GoldenCheetah / OpenData

A project to collect, collate and share an open data set with contributions from users of the GoldenCheetah application
38 stars 6 forks source link

Init of Python library #3

Closed AartGoossens closed 5 years ago

AartGoossens commented 6 years ago

Based on earlier work for https://github.com/AartGoossens/sweatpy.

glemaitre commented 6 years ago

What could be cool is to not remove the file. Like this before the download the data, it is possible to check if it is present locally and just unzip. We can also make some check regarding the hash of the downloaded and remote data.

AartGoossens commented 6 years ago

@glemaitre

What could be cool is to not remove the file. Like this before the download the data, it is possible to check if it is present locally and just unzip. We can also make some check regarding the hash of the downloaded and remote data.

I'm not sure if I understand what you mean. Do you suggest to just skip removal of the zip file? What's the use case for this? People will most likely download the zip using this library right?

glemaitre commented 6 years ago

What I mean is to avoid redownloading the data that we have locally. I don't think that right now there is a mechanism to prevent it, isn't it.

AartGoossens commented 6 years ago

What I mean is to avoid redownloading the data that we have locally. I don't think that right now there is a mechanism to prevent it, isn't it.

Ah yes, that's correct. I expect it to fail now at unzipping the data because the files already exist. I didn't get to include error handling like that. Checking if an athlete is already downloaded should be done here indeed.

glemaitre commented 6 years ago

Actually I recently wrote the following which check the hash before redownloading the data. I think that it could useful. The only thing that we need to check is that OSF is having an hash of the zip file.

liversedge commented 6 years ago

The files have a version number. They will change infrequently -- currently new versions are only uploaded > 365 days since the last.

glemaitre commented 6 years ago

The files have a version number.

Yep and online you can have the hashes. I would assume that we could get it from the metadata. I have to check the CLI.

AartGoossens commented 6 years ago

Yep and online you can have the hashes. I would assume that we could get it from the metadata. I have to check the CLI.

The hashes are not available directly from the cli but once you have the file id you can call the api to get them:

requests.get(f'https://api.osf.io/v2/files/{file.id}')

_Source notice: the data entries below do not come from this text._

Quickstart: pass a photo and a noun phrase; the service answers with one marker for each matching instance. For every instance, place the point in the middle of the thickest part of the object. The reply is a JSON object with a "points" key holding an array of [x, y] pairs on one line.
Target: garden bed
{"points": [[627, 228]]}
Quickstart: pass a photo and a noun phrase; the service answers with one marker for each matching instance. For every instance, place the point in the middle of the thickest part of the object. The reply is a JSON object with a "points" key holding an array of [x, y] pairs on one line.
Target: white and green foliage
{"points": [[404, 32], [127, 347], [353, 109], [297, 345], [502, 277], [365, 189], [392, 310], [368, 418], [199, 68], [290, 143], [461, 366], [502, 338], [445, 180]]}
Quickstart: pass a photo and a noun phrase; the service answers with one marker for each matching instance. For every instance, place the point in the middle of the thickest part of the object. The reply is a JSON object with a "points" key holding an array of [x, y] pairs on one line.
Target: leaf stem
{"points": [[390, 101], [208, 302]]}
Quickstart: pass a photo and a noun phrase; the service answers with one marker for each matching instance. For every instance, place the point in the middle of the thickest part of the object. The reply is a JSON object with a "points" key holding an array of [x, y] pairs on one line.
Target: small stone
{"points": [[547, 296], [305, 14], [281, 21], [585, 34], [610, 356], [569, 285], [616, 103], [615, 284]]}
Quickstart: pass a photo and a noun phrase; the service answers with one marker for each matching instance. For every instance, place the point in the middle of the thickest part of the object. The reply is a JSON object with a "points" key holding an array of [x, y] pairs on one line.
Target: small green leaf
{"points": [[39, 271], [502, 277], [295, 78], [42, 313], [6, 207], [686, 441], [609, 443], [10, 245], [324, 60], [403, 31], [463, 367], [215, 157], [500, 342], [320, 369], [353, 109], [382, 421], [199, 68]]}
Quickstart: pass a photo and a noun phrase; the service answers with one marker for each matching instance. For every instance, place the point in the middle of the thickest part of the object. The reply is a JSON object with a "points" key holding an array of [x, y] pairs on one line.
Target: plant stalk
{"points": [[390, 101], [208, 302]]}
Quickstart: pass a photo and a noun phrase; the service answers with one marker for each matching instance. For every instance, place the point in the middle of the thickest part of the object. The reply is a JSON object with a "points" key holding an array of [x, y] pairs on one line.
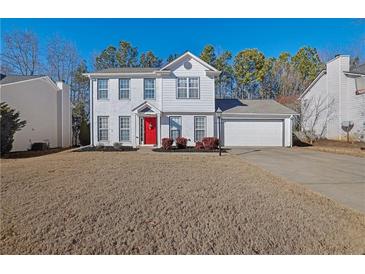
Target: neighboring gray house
{"points": [[337, 95], [45, 106], [140, 106]]}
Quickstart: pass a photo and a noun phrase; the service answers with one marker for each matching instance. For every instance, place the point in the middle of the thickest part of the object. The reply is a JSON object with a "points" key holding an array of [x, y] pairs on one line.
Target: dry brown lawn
{"points": [[161, 203]]}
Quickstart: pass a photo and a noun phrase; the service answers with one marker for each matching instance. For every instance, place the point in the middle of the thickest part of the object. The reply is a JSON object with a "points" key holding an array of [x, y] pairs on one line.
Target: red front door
{"points": [[150, 130]]}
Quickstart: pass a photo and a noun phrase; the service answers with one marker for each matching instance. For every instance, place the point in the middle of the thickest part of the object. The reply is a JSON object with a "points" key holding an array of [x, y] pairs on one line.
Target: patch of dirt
{"points": [[165, 203]]}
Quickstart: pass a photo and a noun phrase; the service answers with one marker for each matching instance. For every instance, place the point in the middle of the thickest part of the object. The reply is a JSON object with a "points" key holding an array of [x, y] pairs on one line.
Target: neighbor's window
{"points": [[200, 123], [124, 128], [188, 87], [102, 89], [149, 89], [102, 128], [175, 127], [124, 88]]}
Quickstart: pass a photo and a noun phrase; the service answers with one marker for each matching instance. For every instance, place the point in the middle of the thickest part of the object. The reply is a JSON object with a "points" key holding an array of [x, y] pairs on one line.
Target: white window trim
{"points": [[129, 89], [205, 127], [175, 116], [154, 88], [97, 89], [99, 129], [187, 88], [129, 129]]}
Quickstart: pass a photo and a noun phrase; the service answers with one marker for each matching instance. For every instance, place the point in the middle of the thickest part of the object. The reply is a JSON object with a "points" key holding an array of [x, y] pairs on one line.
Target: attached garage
{"points": [[255, 123], [253, 132]]}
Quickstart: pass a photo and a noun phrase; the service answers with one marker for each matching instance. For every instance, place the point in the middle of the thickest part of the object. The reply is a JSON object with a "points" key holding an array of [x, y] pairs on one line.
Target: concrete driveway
{"points": [[336, 176]]}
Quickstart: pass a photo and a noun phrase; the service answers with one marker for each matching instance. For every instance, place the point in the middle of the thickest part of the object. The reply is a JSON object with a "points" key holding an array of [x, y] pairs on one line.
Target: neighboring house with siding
{"points": [[337, 95], [140, 106], [45, 106]]}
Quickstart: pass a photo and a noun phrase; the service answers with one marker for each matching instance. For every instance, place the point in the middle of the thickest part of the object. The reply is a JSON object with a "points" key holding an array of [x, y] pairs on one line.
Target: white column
{"points": [[158, 129]]}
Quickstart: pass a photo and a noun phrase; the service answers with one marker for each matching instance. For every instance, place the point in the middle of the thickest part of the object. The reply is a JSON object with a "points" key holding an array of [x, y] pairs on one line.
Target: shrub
{"points": [[210, 143], [167, 143], [10, 123], [99, 146], [118, 146], [84, 133], [181, 142], [199, 146], [39, 146]]}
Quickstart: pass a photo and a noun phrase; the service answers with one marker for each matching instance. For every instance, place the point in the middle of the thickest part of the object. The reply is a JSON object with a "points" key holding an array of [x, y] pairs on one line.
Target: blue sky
{"points": [[165, 36]]}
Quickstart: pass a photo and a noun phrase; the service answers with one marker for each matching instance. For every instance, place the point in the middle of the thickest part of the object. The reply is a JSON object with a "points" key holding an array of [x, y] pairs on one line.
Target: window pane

... will give you a response which contains the sha256 and md5 hashes:

"attributes": {
    "extra": {
        "hashes": {
            "sha256": "3a3f980006b3492e1f7e5aa38470af8f3e01657d5806d02d54ee1671eeea1d85",
            "md5": "5c06fe6564ed26d02b59cbd2d0796950"
        },
        "downloads": 1
    }
}
glemaitre commented 6 years ago

This is something which could be contributed upstream I think. I might try to make PR upstream and see what the dev think. 

glemaitre commented 6 years ago

FYI: https://github.com/osfclient/osfclient/pull/142

AartGoossens commented 5 years ago

Open Data is now also on AWS S3 and since creating a library for this resource is more convenient I started from scratch again and created a new PR here https://github.com/GoldenCheetah/OpenData/pull/5. Closing this PR.